O novo filme de Christopher Nolan parece um trecho retirado dos livros de Emil Cioran. Desespero, agonia, tristeza e sofrimento atestam o drama da finitude do ser humano num pesadelo de espera incessante.

No início da Segunda Guerra Mundial, a Alemanha avança ferozmente rumo à França cercando as tropas aliadas nas praias de Dunkirk, cidade portuária localizada no norte desse país. A história acompanha três momentos distintos da Evacuação de Dunquerque, chamada de Operação Dínamo, na qual soldados da Bélgica, do Império Britânico e da França esperaram um milagre rodeados pelo exército alemão.

Nolan filma o aguardo da morte por parte dos aliados em um martírio de agonia prolongada. O ambiente, a tensão e a trilha sonora encaminham a expectativa para o limite do desfiladeiro. Poucas vezes a grande tela representou o horror da realidade com maestria. Um exercício de admiração diante desta terrível certeza sinistra que antecede o morrer.

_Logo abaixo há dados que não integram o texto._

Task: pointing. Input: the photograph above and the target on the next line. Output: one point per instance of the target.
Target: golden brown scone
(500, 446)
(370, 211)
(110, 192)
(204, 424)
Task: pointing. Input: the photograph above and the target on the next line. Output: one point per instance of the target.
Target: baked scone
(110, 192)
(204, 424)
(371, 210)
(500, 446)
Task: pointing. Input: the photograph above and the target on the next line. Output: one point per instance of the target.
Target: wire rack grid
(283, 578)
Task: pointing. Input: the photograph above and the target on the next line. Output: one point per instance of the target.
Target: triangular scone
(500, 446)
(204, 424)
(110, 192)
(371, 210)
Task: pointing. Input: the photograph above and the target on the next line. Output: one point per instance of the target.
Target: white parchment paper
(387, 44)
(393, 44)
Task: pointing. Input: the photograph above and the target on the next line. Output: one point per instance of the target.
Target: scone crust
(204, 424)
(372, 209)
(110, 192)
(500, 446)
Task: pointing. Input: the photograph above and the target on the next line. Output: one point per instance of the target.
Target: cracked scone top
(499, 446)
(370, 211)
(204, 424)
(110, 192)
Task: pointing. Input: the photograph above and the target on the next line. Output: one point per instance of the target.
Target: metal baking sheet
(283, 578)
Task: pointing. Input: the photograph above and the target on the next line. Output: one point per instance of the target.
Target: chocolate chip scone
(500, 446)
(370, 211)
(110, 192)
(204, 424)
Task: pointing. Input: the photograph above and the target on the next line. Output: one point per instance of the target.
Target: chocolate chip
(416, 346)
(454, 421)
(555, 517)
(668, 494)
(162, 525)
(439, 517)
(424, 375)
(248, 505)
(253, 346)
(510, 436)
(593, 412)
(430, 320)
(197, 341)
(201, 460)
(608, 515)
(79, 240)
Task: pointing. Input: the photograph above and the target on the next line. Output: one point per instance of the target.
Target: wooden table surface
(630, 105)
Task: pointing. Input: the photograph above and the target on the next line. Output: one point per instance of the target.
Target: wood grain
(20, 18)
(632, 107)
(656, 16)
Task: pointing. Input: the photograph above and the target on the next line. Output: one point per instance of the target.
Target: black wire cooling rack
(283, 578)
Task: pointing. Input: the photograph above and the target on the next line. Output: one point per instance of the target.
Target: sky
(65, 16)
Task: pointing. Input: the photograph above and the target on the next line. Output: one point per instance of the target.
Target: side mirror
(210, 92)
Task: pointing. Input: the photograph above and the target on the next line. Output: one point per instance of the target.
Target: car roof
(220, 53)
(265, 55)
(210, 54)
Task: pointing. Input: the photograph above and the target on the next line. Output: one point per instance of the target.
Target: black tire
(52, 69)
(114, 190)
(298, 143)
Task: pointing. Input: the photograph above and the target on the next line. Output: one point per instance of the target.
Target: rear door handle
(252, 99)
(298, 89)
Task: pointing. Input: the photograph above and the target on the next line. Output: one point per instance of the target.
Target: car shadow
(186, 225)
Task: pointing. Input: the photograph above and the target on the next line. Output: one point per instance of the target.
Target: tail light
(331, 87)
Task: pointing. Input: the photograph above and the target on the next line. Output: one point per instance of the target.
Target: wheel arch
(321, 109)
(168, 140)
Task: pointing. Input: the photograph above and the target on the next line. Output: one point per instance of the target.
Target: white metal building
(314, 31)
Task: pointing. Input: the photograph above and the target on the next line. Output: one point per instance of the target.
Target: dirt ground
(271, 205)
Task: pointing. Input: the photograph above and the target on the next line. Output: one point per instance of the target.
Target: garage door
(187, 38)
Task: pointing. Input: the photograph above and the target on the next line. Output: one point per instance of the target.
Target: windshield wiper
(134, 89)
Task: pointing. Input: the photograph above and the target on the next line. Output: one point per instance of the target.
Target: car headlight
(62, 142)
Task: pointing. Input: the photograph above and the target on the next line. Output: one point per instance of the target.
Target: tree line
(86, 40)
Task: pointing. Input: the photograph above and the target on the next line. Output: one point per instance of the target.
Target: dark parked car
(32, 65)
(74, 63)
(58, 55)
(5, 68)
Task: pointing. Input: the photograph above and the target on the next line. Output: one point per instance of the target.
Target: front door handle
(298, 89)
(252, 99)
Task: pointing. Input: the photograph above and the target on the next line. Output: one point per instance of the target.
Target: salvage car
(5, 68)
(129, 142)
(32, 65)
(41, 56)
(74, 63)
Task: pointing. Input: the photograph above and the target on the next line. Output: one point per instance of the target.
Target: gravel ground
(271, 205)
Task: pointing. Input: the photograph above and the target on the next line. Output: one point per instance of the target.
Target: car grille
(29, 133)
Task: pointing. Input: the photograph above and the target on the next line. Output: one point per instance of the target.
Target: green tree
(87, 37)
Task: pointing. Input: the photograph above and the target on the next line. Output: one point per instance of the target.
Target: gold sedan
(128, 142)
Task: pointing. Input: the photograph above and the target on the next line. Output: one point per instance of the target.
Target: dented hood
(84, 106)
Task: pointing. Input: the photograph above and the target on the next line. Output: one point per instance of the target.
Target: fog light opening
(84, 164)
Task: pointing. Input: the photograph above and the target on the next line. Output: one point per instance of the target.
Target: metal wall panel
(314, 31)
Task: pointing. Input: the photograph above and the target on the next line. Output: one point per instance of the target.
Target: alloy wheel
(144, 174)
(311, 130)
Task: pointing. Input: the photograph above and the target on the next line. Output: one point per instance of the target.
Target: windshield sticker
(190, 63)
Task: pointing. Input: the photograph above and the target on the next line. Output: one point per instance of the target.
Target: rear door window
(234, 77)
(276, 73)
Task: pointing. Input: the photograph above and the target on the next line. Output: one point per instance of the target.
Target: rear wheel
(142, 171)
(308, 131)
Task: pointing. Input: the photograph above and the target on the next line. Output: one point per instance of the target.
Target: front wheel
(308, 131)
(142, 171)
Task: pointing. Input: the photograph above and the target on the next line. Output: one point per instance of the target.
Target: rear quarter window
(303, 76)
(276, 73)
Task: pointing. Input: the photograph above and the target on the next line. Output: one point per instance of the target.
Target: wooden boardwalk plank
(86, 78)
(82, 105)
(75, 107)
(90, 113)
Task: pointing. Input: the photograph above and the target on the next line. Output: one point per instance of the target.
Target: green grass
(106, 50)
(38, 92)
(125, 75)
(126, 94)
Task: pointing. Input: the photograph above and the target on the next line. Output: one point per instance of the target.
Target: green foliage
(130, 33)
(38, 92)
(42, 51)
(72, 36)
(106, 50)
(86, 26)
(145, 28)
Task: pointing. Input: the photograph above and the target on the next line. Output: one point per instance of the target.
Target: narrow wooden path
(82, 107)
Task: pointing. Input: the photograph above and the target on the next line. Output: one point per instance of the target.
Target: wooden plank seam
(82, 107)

Emil Cioran levou o descontentamento com a vida às últimas consequências. Influenciado por Nietzsche, Schopenhauer e Kierkegaard, escreveu para sobreviver. Para ele, escrever é desfazer-se de seus pesares, vomitar seus segredos ao passo que viver é uma enfermidade onde sempre triunfará a morte, não havendo como fugir de seu fantasma.

Em suas teses, agonizar é ser martirizado na fronteira entre a vida e a morte. Sendo a morte imanente à vida, esta se converte, quase em sua totalidade, em uma agonia. A agonia verdadeira faz alcançar o nada através da morte. É nessa sensação de esgotamento que Nolan nos consome e imediatamente a morte obtém a vantagem.

Em Dunkirk, no limite da vida, o que não é ocasião para a morte? Morre-se por tudo o que existe e por tudo o que não existe. Cada vivência é, para esses soldados desafortunados, um salto no nada. Cioran costumava dizer que mesmo que a morte triunfe para ambos, tanto o homem enfermo quanto o homem decaído, recomeça a cada dia, apesar de tudo o que sabe. Esse é o desesperado desejo dos condenados: mais um dia para recomeçar.